Not only was Niall Ferguson 100% wrong, but now John Carney and CNBC have doubled down with an intentional redefinition of the word deficit in a weak defense of Ferguson. How about some integrity CNBC?
NDD here with the incredibly stupid claim Carney is making, verbatim:
I think it is fair enough to argue that increased expenditures paid for by new taxes and fees are the equivalent of deficit increases. ...See, when you pay cash for something at the store, all you're really doing is fast-forwarding your credit card bill.
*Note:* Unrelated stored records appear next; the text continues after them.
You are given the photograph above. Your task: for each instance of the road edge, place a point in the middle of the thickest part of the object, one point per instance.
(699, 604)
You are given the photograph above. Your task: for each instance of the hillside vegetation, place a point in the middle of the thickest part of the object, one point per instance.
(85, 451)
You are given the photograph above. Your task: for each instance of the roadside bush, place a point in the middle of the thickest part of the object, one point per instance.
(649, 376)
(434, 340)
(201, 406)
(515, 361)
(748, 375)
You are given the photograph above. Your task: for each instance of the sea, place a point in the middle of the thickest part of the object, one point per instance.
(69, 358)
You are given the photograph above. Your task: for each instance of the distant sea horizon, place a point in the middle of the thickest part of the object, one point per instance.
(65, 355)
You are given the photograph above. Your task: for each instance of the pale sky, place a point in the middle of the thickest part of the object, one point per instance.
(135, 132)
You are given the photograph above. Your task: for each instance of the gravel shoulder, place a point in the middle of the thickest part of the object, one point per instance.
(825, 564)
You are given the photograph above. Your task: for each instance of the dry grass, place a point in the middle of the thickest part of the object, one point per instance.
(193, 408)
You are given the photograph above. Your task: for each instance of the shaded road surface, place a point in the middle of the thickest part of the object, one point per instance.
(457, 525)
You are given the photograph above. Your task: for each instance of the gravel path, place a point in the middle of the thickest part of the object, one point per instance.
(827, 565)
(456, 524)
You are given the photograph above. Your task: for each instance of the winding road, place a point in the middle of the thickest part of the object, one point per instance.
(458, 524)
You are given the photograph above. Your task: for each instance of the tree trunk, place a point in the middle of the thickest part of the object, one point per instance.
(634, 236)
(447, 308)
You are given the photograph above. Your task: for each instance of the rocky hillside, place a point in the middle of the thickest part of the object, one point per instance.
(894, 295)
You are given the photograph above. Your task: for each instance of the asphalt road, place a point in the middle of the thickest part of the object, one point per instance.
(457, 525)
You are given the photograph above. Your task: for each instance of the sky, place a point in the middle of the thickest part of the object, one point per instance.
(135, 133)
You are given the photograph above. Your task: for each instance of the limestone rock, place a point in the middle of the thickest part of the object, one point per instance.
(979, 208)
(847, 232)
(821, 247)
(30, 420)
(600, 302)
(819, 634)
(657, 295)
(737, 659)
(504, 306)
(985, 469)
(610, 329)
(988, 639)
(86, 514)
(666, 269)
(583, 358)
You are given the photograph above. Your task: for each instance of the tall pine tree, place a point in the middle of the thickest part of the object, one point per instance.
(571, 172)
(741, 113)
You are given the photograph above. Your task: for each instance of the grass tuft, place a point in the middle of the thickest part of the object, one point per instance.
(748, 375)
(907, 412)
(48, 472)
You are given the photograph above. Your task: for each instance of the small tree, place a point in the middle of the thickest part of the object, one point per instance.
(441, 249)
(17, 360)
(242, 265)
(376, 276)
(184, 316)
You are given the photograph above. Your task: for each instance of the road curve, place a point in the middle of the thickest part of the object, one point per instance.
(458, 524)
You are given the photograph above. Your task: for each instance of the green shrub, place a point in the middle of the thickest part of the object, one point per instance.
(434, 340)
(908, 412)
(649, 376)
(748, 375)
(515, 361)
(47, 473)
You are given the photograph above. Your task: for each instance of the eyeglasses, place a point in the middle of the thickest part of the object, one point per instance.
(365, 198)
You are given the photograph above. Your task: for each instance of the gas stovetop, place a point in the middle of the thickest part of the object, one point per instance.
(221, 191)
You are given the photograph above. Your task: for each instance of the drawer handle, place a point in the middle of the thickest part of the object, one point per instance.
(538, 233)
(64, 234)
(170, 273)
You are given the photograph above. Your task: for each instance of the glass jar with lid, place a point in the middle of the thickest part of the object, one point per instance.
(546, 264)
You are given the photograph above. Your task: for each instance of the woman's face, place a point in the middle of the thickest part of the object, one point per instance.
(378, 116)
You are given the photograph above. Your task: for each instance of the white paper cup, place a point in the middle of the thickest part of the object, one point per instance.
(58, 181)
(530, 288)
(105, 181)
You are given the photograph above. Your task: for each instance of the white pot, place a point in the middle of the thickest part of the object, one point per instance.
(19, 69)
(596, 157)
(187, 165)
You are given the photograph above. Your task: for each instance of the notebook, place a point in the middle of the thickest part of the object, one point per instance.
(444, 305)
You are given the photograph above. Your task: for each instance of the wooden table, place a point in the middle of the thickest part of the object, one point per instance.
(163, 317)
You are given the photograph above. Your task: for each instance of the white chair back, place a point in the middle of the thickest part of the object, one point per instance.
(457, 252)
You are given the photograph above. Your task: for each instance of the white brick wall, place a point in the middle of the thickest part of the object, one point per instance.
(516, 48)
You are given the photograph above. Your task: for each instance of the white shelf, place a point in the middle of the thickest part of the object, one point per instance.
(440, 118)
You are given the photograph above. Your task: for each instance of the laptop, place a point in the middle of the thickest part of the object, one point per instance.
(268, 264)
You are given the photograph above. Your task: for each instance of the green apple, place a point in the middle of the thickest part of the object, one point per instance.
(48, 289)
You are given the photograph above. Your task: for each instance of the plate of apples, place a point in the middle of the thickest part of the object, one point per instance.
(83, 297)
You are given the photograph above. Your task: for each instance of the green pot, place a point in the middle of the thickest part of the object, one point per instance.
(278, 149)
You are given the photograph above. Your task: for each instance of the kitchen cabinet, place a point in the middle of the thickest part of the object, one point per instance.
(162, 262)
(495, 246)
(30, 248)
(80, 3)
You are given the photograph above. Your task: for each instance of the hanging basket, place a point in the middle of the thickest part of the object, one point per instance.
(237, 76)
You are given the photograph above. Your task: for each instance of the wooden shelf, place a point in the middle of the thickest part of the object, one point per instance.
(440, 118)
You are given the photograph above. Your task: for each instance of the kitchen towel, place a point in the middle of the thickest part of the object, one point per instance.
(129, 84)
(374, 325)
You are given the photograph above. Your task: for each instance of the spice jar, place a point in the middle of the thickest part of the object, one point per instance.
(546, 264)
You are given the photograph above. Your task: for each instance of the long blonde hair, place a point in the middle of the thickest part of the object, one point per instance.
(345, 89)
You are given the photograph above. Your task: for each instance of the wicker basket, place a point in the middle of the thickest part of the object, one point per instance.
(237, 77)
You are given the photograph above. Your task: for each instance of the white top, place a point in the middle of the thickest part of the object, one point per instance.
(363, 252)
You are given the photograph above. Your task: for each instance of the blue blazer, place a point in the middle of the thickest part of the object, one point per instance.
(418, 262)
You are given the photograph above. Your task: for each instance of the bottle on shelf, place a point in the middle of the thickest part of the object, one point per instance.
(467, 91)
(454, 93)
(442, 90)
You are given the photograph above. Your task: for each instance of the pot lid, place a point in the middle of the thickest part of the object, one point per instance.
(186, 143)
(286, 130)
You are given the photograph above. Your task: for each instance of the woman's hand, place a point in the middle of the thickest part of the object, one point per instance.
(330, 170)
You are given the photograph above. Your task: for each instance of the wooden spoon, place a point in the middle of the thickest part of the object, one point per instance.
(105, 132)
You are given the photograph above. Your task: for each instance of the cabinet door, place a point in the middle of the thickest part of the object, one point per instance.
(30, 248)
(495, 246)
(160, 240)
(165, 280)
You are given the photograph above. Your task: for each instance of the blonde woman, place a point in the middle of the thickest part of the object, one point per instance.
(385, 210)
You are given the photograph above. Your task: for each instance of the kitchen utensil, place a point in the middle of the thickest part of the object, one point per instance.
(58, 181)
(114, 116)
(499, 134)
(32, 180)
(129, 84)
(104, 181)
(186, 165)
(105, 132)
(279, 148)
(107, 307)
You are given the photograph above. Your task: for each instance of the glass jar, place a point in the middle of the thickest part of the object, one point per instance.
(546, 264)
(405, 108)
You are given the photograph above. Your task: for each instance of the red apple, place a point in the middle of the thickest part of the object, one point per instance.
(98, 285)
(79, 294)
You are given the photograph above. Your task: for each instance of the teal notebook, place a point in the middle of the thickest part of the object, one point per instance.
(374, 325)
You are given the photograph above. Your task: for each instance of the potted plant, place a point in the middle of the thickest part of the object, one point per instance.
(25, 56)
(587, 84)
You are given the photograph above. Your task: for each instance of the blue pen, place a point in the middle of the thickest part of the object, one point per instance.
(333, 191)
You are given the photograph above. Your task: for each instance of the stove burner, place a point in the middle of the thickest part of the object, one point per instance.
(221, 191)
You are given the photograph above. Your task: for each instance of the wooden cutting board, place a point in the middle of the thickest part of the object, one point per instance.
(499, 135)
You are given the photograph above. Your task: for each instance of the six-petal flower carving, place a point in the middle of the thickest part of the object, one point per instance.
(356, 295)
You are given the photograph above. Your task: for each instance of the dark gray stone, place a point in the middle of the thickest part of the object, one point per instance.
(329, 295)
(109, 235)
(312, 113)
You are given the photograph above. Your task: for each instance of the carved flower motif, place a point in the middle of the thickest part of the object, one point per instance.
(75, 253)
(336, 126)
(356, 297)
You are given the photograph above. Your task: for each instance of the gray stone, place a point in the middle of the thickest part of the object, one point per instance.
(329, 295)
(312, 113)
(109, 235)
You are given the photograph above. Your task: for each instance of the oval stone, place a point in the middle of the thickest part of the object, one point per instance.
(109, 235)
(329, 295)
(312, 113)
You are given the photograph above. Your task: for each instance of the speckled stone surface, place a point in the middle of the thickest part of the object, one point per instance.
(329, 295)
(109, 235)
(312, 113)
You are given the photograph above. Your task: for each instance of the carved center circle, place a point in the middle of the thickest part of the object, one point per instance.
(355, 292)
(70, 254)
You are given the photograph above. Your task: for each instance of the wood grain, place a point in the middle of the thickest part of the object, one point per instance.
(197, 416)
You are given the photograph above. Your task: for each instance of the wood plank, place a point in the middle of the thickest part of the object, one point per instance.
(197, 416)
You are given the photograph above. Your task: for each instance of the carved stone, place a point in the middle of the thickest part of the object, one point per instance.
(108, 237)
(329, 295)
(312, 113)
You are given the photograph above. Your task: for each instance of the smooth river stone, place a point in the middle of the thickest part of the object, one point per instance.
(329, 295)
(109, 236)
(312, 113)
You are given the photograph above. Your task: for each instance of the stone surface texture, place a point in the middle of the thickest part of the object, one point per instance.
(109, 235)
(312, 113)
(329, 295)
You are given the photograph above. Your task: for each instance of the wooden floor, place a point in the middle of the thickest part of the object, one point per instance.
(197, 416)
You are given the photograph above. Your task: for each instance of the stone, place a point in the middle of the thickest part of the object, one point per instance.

The primary critique of budget deficits is that they create debt obligations that will have to be paid for by tax increases on future generations. But the ACA creates new government obligations and pays for them (in part) with tax increases immediately. That is just debt in fast-forward. It inflicts immediately the very harm—higher taxes—that deficit-spending supposedly inflicts in the future.
The Stupid. It burns!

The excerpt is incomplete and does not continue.